I can mistakenly feel my organ retracting at this very moment.
(It was believed that eating pork was a cause of this retraction. I used to wonder why my father refused to touch the meat. Now after all these decades, I may have finally found out why.)
I think every man in the world should be informed of this “malady”.
That’s why as a service to mankind, we need to help publicise this book by making it the Diagram Prize winner.
So I implore you, dear readers, go to www.formstack.com/landing/6512 and vote for The Great Singapore Penis Panic as the oddest book title of the year. (UPDATE: Voting is closed.)
The other contenders are:
The winner will be announced on March 30.
Previous winners include The Big Book Of Lesbian Horse Stories and Living With Crazy Buttocks. Last year's winner was Managing a Dental Practice: The Genghis Khan Way.

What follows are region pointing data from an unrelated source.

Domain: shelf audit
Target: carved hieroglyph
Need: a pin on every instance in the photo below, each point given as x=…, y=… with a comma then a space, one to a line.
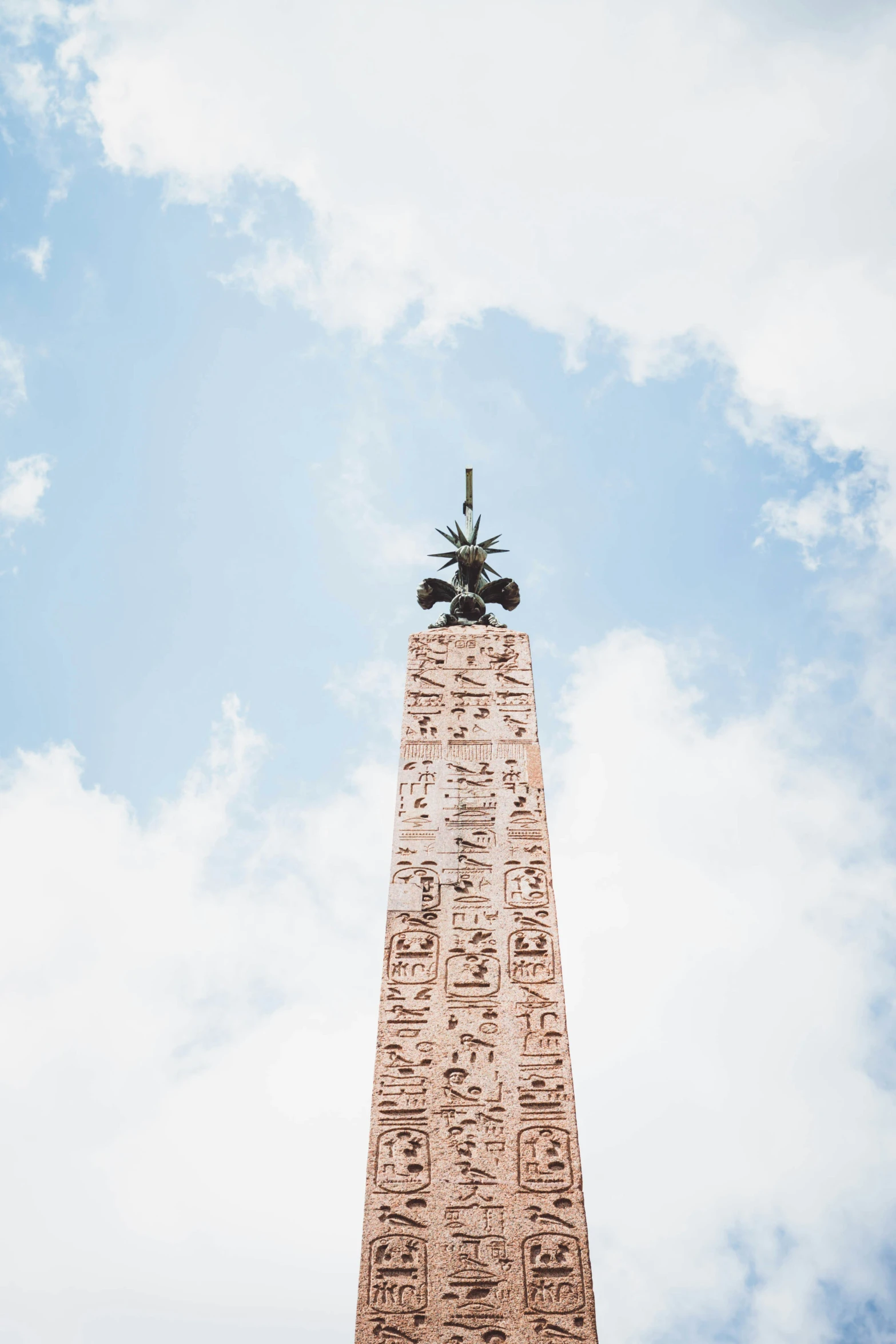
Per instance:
x=475, y=1223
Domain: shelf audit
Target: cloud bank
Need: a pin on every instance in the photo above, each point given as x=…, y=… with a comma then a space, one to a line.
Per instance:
x=22, y=487
x=193, y=1003
x=687, y=175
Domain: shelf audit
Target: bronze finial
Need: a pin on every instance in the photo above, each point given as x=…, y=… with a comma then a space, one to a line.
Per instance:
x=469, y=590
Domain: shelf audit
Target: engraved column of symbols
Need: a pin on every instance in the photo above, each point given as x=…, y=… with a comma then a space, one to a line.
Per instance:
x=475, y=1223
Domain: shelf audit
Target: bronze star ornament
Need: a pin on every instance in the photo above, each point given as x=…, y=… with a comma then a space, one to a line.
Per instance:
x=469, y=589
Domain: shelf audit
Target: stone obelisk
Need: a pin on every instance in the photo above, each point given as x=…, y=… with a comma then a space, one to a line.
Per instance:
x=475, y=1222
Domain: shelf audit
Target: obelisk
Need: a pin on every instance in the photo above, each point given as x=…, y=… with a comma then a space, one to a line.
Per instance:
x=475, y=1222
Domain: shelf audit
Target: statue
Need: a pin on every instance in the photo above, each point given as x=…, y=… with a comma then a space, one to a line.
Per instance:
x=469, y=589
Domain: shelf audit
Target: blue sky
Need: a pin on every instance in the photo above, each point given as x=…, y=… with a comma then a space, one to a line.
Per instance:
x=272, y=277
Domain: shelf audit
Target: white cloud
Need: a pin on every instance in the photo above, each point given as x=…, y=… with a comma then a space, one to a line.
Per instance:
x=189, y=1011
x=727, y=932
x=23, y=484
x=13, y=378
x=678, y=172
x=372, y=691
x=38, y=259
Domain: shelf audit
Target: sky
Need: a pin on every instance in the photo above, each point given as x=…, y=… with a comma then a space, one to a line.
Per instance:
x=272, y=276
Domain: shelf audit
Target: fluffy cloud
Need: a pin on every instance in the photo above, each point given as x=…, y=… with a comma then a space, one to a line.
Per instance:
x=38, y=257
x=727, y=931
x=23, y=484
x=691, y=175
x=13, y=378
x=189, y=1010
x=190, y=1028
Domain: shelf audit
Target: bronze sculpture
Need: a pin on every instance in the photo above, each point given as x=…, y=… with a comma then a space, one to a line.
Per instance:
x=469, y=589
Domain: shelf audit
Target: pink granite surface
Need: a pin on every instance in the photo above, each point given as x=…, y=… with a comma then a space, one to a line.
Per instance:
x=475, y=1223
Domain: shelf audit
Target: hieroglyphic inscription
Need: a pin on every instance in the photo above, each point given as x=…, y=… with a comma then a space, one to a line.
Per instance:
x=475, y=1223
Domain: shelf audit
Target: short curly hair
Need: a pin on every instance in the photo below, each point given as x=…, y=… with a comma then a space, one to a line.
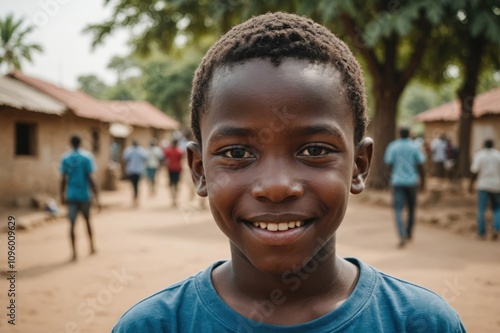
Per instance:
x=276, y=36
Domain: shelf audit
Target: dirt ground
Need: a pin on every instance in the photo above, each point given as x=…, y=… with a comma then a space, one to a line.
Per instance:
x=144, y=249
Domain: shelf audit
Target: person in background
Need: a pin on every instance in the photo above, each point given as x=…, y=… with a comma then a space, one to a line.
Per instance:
x=173, y=157
x=438, y=149
x=406, y=162
x=485, y=168
x=281, y=199
x=135, y=158
x=153, y=162
x=77, y=186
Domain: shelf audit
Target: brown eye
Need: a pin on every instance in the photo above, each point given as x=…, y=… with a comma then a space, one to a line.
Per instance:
x=237, y=153
x=314, y=151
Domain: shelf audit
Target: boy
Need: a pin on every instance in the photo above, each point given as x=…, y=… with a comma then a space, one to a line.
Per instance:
x=278, y=113
x=485, y=169
x=406, y=163
x=77, y=183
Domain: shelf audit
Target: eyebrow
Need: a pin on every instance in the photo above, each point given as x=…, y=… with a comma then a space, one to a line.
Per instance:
x=228, y=131
x=319, y=129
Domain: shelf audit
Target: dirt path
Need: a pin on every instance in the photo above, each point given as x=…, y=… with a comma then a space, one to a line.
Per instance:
x=144, y=249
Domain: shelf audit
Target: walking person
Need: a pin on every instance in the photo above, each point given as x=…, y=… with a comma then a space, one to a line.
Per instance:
x=485, y=169
x=173, y=156
x=135, y=159
x=153, y=162
x=77, y=184
x=406, y=163
x=438, y=149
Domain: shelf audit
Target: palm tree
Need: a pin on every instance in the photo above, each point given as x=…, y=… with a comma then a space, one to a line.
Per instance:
x=13, y=45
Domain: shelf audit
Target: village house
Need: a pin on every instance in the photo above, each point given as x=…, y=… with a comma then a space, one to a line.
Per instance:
x=485, y=125
x=37, y=119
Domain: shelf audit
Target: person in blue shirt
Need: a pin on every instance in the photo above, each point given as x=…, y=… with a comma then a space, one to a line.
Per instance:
x=278, y=112
x=135, y=158
x=77, y=186
x=406, y=163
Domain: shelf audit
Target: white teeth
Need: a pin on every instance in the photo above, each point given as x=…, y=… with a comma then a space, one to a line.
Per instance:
x=272, y=226
x=281, y=226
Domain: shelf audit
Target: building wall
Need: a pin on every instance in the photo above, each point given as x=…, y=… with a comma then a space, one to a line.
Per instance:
x=23, y=176
x=482, y=128
x=487, y=127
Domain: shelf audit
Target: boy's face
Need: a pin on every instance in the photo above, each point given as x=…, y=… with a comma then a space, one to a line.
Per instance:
x=278, y=153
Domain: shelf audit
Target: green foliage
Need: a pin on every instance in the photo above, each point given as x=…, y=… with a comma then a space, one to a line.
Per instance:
x=167, y=83
x=13, y=46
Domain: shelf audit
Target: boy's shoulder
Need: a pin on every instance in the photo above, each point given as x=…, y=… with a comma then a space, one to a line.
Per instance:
x=169, y=309
x=410, y=307
x=379, y=302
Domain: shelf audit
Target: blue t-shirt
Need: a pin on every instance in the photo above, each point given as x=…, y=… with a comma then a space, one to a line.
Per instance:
x=378, y=303
x=404, y=156
x=77, y=165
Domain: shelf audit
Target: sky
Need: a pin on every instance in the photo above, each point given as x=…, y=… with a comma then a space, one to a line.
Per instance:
x=67, y=50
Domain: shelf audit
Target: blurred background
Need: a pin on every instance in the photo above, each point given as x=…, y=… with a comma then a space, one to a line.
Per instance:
x=117, y=70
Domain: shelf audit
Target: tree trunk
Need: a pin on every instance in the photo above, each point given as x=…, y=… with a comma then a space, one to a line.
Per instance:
x=383, y=129
x=467, y=94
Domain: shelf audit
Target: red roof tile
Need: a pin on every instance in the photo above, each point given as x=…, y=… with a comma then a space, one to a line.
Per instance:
x=485, y=103
x=138, y=113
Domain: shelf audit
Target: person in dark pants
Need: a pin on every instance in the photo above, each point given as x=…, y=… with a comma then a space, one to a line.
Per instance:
x=173, y=158
x=406, y=163
x=135, y=158
x=77, y=183
x=485, y=169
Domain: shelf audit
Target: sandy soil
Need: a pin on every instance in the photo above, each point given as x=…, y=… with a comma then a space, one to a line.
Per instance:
x=141, y=250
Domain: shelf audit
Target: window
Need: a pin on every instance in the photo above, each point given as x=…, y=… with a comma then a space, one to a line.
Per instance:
x=26, y=142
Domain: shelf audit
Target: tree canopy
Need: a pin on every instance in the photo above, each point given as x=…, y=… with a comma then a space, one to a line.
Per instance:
x=14, y=47
x=395, y=41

So how does Dr Mendelson feel about being shortlisted?
He wrote this comment on the Diagram Prize web page: “I humbly offer my thanks for being nominated... I had sought a title to prick the ears of the reading public, to penetrate their imagination. Thus, your recognition serves as a rewarding climax to my efforts.”
No, thank you, doc, for the stimulating Singapore history lesson.
And readers, don't forget to vote. The ball's in your court.
- Published in The New Paper, 4 March 2012
READ: Interview with Dr Mendelson
UPDATE: The Great Singapore Penis Panic loses Diagram Prize
Ahh the Great Singapore Penis Panic.
I have so many fond memories of this and I was impossibly pleased when it made the papers. Finally something exciting was happening in plain old vanilla Singapore.
Surprisingly, this was actually a real and serious thing back in the day. If I remember correctly, it was not an exclusively Singaporean thing - it originated in Japan and was widespread in many Asian countries including Malaysia, Thailand, the Philipines and even India.
My neighbour, from when I used to live in Ang Mo Kio, told me that one fine unsuspecting day he noticed that his penis was considerably smaller after a shower.
By bedtime it had apparently retracted all the way until there was only a nub where his penis used to be - or so he says at least. When he told me I laughed so hard I almost died.
He became visibly upset and claimed that this was a legitimate medical condition and my inexcusable behaviour was no different from laughing at a handicapped person. I'm not sure how it panned out after that.
I saw him recently though at some coffee shop by chance about 20 years later with his family including grandchildren.
I could not resist but ask him how his penis was doing in front of his family.
He looked pretty pissed and muttered something about a succubus before ignoring me and returning to his Kueh Teow.
Oh how me and his grandkids laughed.